Tea with Florence vs Passageway
Tea with Florence (Little Greene) and Passageway (Valspar) come from different manufacturers. Tea with Florence reads as blue, while Passageway reads as blue-grey — two distinct hue families, not close cousins. The 4-point LRV gap — 18 for Tea with Florence vs 14 for Passageway — means Tea with Florence will open up a space more effectively. ΔE 9.1 means they're clearly different, but not dramatically so — they'd pair well in the same room. Below you'll find 3 real-room photo comparisons where both colors appear side by side, plus 5 simulated room previews.

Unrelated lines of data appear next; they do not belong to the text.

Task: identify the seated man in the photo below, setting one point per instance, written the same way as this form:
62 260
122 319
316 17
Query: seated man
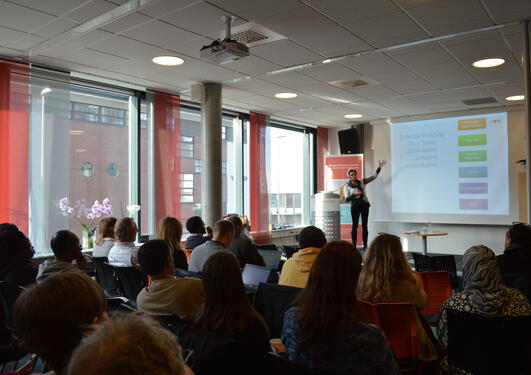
129 344
196 228
123 253
66 248
515 262
243 247
52 317
296 270
166 294
223 233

Tea with Florence vs Passageway in Real Spaces
3 real rooms side by side. Tea with Florence and Passageway are close enough that the difference can be hard to judge from a chip alone — these photos show how each reads at scale, across different spaces and lighting conditions.
Living Room
A living room wall sees more varied light than almost any other surface in the house, which makes the choice between these two more nuanced than a chip suggests. Tea with Florence reads slightly lighter here — a subtle but real difference in how open the space feels.
Bedroom
Bedrooms are typically lit with warmer, lower light than the rest of the house — a condition that flatters warm tones and deepens cool ones. Tea with Florence has the edge in reflectance, which shows as a quiet sense of added space rather than an obvious contrast.
Bathroom
Small bathrooms intensify color. A shade that seems quiet in a larger room can feel immersive when you're surrounded by it on four walls. Tea with Florence has the edge in reflectance, which shows as a quiet sense of added space rather than an obvious contrast.
Color Details
Tea with Florence vs Passageway Simulated Comparison
5 simulated room previews — drag the slider on each to see Tea with Florence on one side and Passageway on the other.
Digital color is approximate. These simulations are generated from the manufacturer's hex values and overlaid on grayscale room photos — your screen's calibration, brightness, and viewing angle all affect how they render. Before committing to either color, test physical samples in your own space under the light you actually live with.
More Tea with Florence comparisons
See how Tea with Florence stacks up against other well-photographed colors across different brands and tones.